Part of my intention in the original essay was to suggest that pro-Obama Democrats take seriously the views of intra-party rebels on health care and other issues, instead of insulting them as impractical and childish or obsessed with meaningless totems like the “public option” (which in the anti-corporatist context isn’t meaningless at all). But said rebels really do need to think through where they are going, and where they would take Democrats and the progressive coalition.
Meanwhile, conservatives need to be far less pious about their alleged objections to “corporatism.” Cheap rhetoric aside, their own agenda (when it’s not just preserving the status quo) is largely corporatism with any clear and enforceable public purpose cast aside whenever possible.

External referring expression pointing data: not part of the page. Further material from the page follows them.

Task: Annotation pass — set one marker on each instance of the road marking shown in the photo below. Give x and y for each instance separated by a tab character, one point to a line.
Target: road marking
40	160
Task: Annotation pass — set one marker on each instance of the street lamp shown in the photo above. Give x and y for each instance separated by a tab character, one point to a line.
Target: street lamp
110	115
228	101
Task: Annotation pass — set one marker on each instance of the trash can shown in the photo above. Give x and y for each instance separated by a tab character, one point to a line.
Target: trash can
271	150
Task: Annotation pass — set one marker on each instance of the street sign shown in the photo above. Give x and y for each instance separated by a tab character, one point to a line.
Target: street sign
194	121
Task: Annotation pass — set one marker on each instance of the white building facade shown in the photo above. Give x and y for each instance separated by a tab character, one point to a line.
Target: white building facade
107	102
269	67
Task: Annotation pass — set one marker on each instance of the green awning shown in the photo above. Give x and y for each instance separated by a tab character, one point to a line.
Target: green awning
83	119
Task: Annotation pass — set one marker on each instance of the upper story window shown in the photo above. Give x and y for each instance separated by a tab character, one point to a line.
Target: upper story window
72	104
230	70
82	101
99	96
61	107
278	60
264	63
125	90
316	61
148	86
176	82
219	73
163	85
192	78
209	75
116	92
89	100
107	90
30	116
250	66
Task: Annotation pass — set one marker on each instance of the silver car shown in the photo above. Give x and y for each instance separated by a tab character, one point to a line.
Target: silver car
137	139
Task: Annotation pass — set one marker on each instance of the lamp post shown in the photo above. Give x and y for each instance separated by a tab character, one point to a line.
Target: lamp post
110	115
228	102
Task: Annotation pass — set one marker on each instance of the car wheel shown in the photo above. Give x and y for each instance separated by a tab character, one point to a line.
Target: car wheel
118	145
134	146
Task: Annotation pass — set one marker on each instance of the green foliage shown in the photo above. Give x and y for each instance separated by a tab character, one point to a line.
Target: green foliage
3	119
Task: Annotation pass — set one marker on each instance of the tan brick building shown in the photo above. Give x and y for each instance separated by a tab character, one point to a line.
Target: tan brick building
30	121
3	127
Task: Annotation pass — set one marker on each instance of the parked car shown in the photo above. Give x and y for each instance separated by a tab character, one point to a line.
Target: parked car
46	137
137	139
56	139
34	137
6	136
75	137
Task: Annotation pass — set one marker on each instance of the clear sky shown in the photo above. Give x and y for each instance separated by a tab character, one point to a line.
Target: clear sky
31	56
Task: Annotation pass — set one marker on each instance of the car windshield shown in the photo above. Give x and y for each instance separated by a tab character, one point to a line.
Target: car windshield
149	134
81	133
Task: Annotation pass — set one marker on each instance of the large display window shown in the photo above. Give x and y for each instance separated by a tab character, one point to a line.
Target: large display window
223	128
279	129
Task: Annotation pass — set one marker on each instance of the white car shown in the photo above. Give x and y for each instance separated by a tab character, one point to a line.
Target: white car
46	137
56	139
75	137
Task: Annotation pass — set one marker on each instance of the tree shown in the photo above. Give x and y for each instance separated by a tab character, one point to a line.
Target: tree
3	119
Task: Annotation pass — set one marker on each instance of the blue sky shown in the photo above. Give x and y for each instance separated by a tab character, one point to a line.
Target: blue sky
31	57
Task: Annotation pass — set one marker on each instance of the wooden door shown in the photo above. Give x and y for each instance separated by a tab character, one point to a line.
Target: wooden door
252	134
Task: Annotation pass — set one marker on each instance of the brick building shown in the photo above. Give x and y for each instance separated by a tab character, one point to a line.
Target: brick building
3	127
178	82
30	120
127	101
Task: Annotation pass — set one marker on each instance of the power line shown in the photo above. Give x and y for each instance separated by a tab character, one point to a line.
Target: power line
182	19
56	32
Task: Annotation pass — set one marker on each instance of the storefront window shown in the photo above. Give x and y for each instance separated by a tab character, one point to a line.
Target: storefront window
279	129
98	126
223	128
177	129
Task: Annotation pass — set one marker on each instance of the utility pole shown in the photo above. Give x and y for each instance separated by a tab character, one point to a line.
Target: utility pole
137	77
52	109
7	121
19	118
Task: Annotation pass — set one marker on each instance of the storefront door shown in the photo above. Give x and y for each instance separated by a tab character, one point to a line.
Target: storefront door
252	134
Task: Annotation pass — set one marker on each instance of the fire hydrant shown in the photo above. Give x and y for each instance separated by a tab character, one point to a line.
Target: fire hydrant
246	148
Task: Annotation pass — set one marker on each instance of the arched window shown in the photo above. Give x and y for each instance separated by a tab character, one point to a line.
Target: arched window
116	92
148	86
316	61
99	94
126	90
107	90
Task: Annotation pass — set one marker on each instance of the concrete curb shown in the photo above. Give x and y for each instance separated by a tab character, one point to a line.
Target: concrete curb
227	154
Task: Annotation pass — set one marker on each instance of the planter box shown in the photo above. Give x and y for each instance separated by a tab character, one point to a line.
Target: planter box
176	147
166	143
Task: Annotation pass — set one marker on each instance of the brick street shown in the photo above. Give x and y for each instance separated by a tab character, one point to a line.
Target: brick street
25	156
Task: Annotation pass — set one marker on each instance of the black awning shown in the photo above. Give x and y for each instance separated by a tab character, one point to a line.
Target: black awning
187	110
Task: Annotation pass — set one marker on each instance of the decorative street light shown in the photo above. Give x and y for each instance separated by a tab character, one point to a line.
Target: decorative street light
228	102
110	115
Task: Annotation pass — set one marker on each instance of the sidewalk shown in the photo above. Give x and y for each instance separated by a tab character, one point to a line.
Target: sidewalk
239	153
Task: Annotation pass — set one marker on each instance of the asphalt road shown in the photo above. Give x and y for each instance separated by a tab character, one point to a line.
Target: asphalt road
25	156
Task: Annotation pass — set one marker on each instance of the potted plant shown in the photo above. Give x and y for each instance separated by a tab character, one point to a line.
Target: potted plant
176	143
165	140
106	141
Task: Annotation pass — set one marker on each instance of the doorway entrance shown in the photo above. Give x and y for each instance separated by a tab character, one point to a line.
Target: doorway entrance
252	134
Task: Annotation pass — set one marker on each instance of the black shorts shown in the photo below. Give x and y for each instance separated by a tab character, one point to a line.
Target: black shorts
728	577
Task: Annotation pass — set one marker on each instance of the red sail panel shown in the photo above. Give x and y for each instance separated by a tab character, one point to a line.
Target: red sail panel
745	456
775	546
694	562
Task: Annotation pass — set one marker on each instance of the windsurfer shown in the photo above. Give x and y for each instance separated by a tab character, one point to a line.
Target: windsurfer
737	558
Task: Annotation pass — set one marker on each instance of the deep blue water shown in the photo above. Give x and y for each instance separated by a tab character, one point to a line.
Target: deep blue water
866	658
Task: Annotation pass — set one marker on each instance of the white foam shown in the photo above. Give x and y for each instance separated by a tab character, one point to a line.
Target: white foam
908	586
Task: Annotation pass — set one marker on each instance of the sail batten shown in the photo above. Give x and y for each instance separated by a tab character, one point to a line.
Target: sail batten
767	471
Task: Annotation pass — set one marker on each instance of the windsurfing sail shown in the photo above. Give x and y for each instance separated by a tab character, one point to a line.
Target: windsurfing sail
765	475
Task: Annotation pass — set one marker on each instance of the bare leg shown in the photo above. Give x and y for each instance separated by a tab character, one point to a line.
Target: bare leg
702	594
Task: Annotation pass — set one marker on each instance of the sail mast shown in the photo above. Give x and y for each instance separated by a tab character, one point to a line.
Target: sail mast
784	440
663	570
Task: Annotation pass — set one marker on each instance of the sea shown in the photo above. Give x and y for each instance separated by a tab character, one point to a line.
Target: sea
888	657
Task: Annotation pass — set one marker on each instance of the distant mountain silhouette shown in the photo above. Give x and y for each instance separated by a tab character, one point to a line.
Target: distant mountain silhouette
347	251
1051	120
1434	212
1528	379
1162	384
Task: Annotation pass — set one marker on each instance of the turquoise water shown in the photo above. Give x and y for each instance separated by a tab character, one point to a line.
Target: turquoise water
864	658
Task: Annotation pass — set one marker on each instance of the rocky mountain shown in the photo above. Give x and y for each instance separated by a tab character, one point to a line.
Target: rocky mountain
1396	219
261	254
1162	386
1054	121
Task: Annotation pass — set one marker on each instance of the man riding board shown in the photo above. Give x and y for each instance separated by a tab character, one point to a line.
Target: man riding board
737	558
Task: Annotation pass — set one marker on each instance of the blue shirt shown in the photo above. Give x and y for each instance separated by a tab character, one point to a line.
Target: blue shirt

4 comments on “Conservative Crocodile Tears About “Corporatism”

  1. Trakar on

    While I understand the right-shift pragmatist desire to seek compromise to accomplish half-measures, without a Leftward progressive pull there is no progress.
    The dangers of governing as Republican-lite candidates is that this not only continues to push the country to the right while further disenfranchising progressive ideas and ideals, but it also makes those with progressive ideals less inclined to vote for Demican candidates. While they may not vote Republicrat, they aren’t going to continue to support those who eschew and betray their values and ideals.
    Lip service is nice but when it all seems more to be hypocrisy, its benefits fade quickly.

    Reply
  2. gnana on

    Oh… and before dismissing the idea that a party that combines social progressivism and economic liberatarianism (i.e. one that believes that the role of government is to foster choice in all realms- a *liberal* idea) think about which party dominated American politics for the first third of the 20th century.

    Reply
  3. gnana on

    While I think that Mr. Kilgore is correct as regards the Republican party elite, I think that he misses a major point when it comes to the rank-and-file, in particularly parts of the disaffected “Tea Party” wing. The entrepreneurial class in this country *is* honestly anti-corporatist and anti-government. And it makes sense that they would be. If you’re a small businessman struggling to survive any additional regulation or mandate may push you over the edge. And if you work for a business like that, you’ll tend to at least entertain their point of view. If after all, the boss says- “health care is going to cost one of you a job”, you are at least going to be torn. Add to that the fact that there are more people who own their own business than there are union members and you have a big part of the reason for the structural weakness of the left in this country.
    For Democrats to really address this, the party will need to take seriously the needs of the entrepreneurial class. This may not be as hard as it might seem- libertarian entrepreneurs are likely to be repelled by certain parts of the Republican agenda (social issues, corporatism) as well as by Bush-era incompetence. And maybe this is as far the Democratic party should go towards countenancing libertarian ideas. But it’s important to recognize that they are there, and that they have a point.